Macmillan fined £11.3m following SFO probe

Macmillan fined £11.3m following SFO probe

Macmillan Publishers has been fined more than £11m for "unlawful conduct" related to its education wing in east and west Africa.

The publisher was under investigation following a report from the World Bank. A subsidiary of Macmillan Education paid bribes in an attempt to secure a textbook deal in southern Sudan. In May last year the World Bank announced it has banned Macmillan UK from being awarded any of its contracts for six years following the admission of bribery payments.

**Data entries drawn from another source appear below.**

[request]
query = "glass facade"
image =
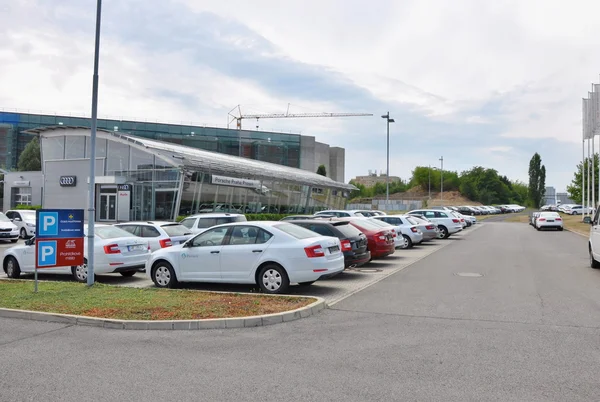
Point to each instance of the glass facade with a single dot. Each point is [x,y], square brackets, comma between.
[279,148]
[162,191]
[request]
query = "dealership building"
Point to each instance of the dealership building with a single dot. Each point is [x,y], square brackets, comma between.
[143,178]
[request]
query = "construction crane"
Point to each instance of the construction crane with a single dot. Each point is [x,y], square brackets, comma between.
[241,116]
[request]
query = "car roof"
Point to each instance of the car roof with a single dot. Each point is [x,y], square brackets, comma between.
[213,215]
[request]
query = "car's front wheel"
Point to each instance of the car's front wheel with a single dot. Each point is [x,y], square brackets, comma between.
[12,268]
[163,275]
[273,279]
[79,272]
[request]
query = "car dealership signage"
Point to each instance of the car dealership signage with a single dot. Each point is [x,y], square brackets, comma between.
[234,182]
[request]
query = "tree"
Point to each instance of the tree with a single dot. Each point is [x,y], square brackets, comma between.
[537,181]
[322,170]
[574,189]
[30,159]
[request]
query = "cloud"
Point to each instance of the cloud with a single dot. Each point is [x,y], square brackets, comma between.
[481,83]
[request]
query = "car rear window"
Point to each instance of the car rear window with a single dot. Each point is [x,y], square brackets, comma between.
[347,230]
[188,222]
[296,231]
[175,229]
[110,232]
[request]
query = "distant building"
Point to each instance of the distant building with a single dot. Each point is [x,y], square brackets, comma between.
[372,178]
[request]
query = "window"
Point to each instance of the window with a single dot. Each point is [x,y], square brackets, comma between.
[212,237]
[133,229]
[21,196]
[149,231]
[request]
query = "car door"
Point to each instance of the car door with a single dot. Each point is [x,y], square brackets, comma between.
[200,259]
[241,253]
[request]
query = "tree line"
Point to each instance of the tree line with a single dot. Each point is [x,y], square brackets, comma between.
[478,184]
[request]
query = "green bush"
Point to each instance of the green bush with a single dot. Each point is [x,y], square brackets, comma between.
[21,206]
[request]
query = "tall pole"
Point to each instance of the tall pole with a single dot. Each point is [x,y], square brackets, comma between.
[430,182]
[92,188]
[583,172]
[387,177]
[442,182]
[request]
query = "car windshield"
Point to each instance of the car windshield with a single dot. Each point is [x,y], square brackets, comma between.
[111,232]
[27,215]
[188,222]
[296,231]
[175,229]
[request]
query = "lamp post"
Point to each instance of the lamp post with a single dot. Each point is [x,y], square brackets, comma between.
[92,188]
[387,176]
[442,182]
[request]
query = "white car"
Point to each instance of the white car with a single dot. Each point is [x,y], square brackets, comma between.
[548,220]
[269,254]
[24,219]
[158,234]
[409,231]
[8,230]
[115,250]
[447,224]
[199,223]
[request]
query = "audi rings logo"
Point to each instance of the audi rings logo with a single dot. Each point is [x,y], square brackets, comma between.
[68,181]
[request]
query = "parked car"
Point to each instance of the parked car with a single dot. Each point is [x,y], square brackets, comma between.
[548,220]
[8,230]
[380,240]
[199,223]
[398,239]
[24,220]
[353,241]
[409,231]
[115,250]
[158,234]
[428,228]
[447,224]
[269,254]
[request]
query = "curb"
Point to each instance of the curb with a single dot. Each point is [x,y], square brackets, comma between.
[216,323]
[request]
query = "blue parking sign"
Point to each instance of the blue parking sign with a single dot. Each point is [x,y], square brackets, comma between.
[47,225]
[46,253]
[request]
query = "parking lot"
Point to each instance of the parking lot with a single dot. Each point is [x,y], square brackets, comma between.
[332,290]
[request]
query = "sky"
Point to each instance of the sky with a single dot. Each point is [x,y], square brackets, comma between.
[478,83]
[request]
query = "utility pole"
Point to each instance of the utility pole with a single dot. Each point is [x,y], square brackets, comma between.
[442,182]
[387,178]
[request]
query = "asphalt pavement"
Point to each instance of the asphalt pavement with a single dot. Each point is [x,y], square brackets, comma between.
[527,329]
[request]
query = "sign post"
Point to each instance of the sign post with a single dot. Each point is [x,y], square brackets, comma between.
[58,239]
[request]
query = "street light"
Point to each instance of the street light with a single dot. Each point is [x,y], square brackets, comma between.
[442,182]
[387,178]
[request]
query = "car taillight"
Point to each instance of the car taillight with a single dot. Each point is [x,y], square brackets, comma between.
[111,249]
[314,251]
[346,245]
[165,243]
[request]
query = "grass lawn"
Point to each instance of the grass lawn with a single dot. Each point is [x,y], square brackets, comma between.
[104,301]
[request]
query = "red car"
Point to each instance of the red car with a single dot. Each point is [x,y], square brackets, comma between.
[380,240]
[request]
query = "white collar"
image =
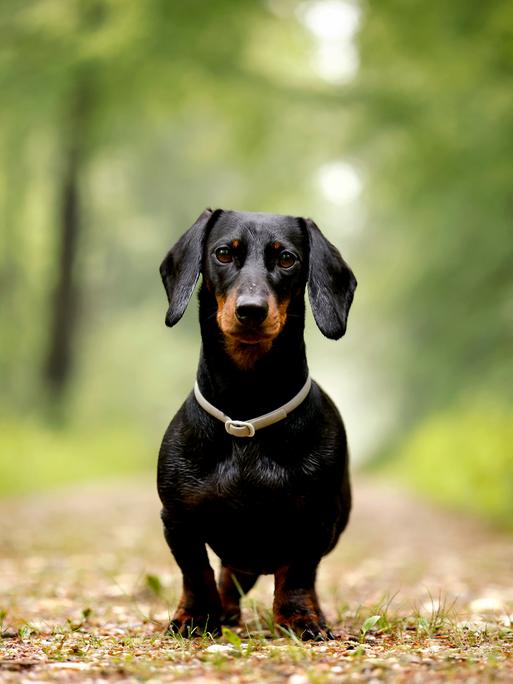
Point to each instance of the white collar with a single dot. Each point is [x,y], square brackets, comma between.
[246,428]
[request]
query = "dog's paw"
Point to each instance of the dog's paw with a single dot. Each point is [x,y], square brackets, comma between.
[194,626]
[307,629]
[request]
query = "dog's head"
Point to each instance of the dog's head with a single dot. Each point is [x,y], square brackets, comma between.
[256,265]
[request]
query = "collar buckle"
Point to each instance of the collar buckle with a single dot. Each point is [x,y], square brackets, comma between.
[239,428]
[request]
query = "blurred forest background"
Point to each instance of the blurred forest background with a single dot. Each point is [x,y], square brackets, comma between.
[389,122]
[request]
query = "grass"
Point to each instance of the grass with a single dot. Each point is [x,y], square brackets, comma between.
[88,588]
[389,646]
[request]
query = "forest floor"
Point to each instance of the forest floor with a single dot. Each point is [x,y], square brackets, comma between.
[414,594]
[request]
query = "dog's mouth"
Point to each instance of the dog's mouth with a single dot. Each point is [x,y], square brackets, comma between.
[250,337]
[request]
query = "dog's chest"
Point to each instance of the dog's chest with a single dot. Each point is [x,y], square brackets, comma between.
[248,470]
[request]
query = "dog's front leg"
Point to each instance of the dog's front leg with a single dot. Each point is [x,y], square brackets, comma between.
[296,607]
[199,609]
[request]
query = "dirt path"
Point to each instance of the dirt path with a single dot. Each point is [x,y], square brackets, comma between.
[87,585]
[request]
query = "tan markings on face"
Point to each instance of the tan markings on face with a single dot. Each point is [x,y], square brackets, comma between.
[246,347]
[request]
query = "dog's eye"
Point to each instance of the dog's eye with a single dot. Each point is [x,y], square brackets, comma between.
[224,255]
[286,259]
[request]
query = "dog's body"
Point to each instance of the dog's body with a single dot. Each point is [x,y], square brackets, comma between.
[275,502]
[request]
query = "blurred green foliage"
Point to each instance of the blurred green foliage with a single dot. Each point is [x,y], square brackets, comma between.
[148,112]
[38,456]
[462,459]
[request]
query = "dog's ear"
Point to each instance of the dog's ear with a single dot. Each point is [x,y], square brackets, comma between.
[182,265]
[331,284]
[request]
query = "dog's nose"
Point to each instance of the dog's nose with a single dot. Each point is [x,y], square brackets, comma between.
[252,310]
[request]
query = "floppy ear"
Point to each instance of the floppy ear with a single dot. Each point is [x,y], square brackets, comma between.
[181,268]
[331,284]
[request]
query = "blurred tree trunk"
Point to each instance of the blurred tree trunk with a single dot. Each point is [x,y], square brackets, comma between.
[66,295]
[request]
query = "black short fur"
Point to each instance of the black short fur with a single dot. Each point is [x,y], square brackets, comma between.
[276,502]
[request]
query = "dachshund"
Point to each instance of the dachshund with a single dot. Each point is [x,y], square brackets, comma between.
[255,462]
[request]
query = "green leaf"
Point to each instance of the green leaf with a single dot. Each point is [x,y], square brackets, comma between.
[369,623]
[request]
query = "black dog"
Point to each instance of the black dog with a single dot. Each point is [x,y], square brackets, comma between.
[270,495]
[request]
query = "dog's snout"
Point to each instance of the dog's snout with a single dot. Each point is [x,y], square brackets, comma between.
[252,310]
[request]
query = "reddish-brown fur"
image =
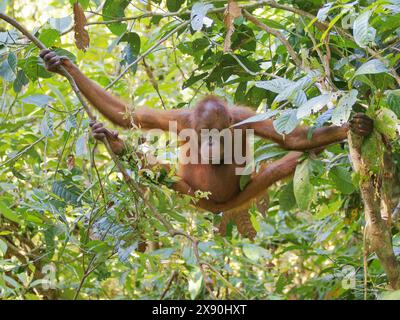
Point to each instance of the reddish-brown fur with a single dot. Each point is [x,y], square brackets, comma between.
[211,112]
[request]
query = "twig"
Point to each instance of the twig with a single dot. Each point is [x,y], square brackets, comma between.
[147,52]
[133,186]
[277,34]
[171,279]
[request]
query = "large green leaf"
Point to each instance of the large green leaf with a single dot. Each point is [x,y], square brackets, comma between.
[113,10]
[303,190]
[342,112]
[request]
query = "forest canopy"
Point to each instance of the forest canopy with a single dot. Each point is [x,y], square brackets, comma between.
[74,224]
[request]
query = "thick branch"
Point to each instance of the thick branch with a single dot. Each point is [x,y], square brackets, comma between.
[378,233]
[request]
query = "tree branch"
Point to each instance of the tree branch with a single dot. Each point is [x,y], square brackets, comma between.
[378,232]
[277,34]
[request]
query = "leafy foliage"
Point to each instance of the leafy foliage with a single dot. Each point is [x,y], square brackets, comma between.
[70,227]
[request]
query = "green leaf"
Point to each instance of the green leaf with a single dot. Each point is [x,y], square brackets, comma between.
[195,283]
[372,152]
[193,79]
[255,252]
[276,85]
[174,5]
[47,125]
[3,5]
[64,190]
[8,213]
[258,117]
[198,15]
[322,14]
[303,190]
[313,105]
[3,248]
[49,36]
[373,66]
[39,100]
[61,24]
[287,200]
[390,295]
[133,39]
[341,178]
[393,99]
[286,123]
[363,33]
[34,69]
[386,122]
[341,113]
[81,148]
[8,67]
[20,81]
[114,9]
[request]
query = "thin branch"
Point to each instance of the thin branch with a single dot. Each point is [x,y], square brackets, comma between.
[147,52]
[277,34]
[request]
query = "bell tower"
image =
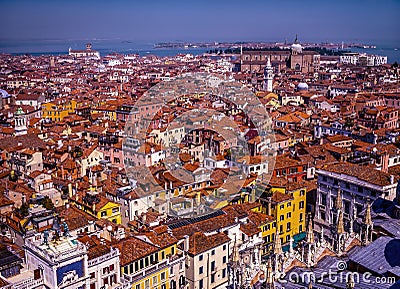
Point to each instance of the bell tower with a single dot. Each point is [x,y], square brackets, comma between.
[268,76]
[20,122]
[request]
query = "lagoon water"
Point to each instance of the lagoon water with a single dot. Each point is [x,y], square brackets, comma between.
[104,46]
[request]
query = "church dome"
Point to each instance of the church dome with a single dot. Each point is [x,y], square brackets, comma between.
[302,86]
[4,94]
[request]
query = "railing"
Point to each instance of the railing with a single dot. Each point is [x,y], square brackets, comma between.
[101,259]
[27,284]
[55,257]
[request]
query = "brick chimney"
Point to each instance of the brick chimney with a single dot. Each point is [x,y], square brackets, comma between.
[385,162]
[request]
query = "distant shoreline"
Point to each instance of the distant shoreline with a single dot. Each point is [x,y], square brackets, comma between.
[165,49]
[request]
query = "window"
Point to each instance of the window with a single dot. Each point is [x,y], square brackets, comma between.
[213,278]
[213,266]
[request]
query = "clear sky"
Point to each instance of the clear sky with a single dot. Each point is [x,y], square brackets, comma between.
[196,20]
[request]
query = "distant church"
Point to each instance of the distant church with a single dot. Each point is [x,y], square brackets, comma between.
[295,59]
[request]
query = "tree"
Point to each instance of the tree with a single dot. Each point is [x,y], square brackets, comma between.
[47,203]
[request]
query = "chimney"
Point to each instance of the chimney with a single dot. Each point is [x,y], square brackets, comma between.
[186,243]
[385,162]
[70,190]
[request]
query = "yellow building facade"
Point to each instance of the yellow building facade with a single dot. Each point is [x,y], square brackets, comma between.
[57,111]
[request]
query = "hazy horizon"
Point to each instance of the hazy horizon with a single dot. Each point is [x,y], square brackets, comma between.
[142,22]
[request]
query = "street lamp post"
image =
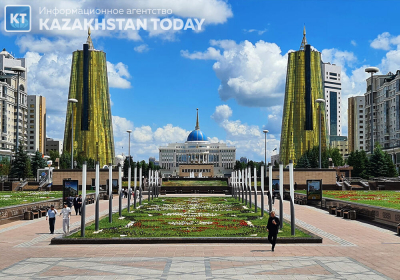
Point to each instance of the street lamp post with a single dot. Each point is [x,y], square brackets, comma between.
[320,101]
[129,172]
[72,101]
[265,148]
[18,70]
[372,70]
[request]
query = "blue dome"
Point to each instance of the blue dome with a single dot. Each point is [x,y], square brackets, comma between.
[197,135]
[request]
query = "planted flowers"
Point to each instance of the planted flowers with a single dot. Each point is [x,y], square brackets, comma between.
[185,217]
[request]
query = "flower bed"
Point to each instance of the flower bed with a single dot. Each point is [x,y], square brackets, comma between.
[18,198]
[194,183]
[388,199]
[187,217]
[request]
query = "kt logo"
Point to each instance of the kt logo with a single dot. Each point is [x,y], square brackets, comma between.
[17,18]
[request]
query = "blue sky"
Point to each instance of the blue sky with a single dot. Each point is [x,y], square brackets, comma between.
[234,70]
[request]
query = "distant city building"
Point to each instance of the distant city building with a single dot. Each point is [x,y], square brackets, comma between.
[153,160]
[332,89]
[275,158]
[341,143]
[197,150]
[53,145]
[386,112]
[300,121]
[36,124]
[8,94]
[93,133]
[356,123]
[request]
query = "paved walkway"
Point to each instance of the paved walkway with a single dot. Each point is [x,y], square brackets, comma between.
[350,250]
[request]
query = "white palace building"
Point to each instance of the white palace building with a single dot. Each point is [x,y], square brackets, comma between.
[197,156]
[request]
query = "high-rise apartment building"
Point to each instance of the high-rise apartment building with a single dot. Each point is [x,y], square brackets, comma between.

An investigation was launched into all public tender contracts won by Macmillan in Rwanda, Uganda and Zambia between 2002 and 2009. The SFO said: "It was plain that the company may have received revenue that had been derived from unlawful conduct." The publisher was fined £11.26m and ordered to pay SFO costs of £27,000.

In a statement today [22nd July], the SFO noted that Macmillan had approached it with a view to cooperate. It said Macmillan had acted appropriately since learning of the allegations, "reviewing its internal anti-bribery and corruption policies and procedures, appointing external consultants to recommend and help implement an internal appropriate anti-bribery and corruption compliance regime".

Richard Alderman, the director of the Serious Fraud Office said: "Civil recovery allows us to deal with certain cases of corporate wrong-doing effectively.  It delivers value for money to the public by saving the cost of lengthy investigations and protracted legal proceedings and removes any property obtained as a result of the wrong-doing.  At the same time it forces the company to reform its practices for the future."

Annette Thomas, Macmillan chief executive, said she "deeply regretted" what happened. She said: "Fortunately, it has been established that these issues were confined to a limited part of our education business in east and west Africa. The company deeply regrets what has passed, but has learned from the experience and has emerged stronger as an organisation."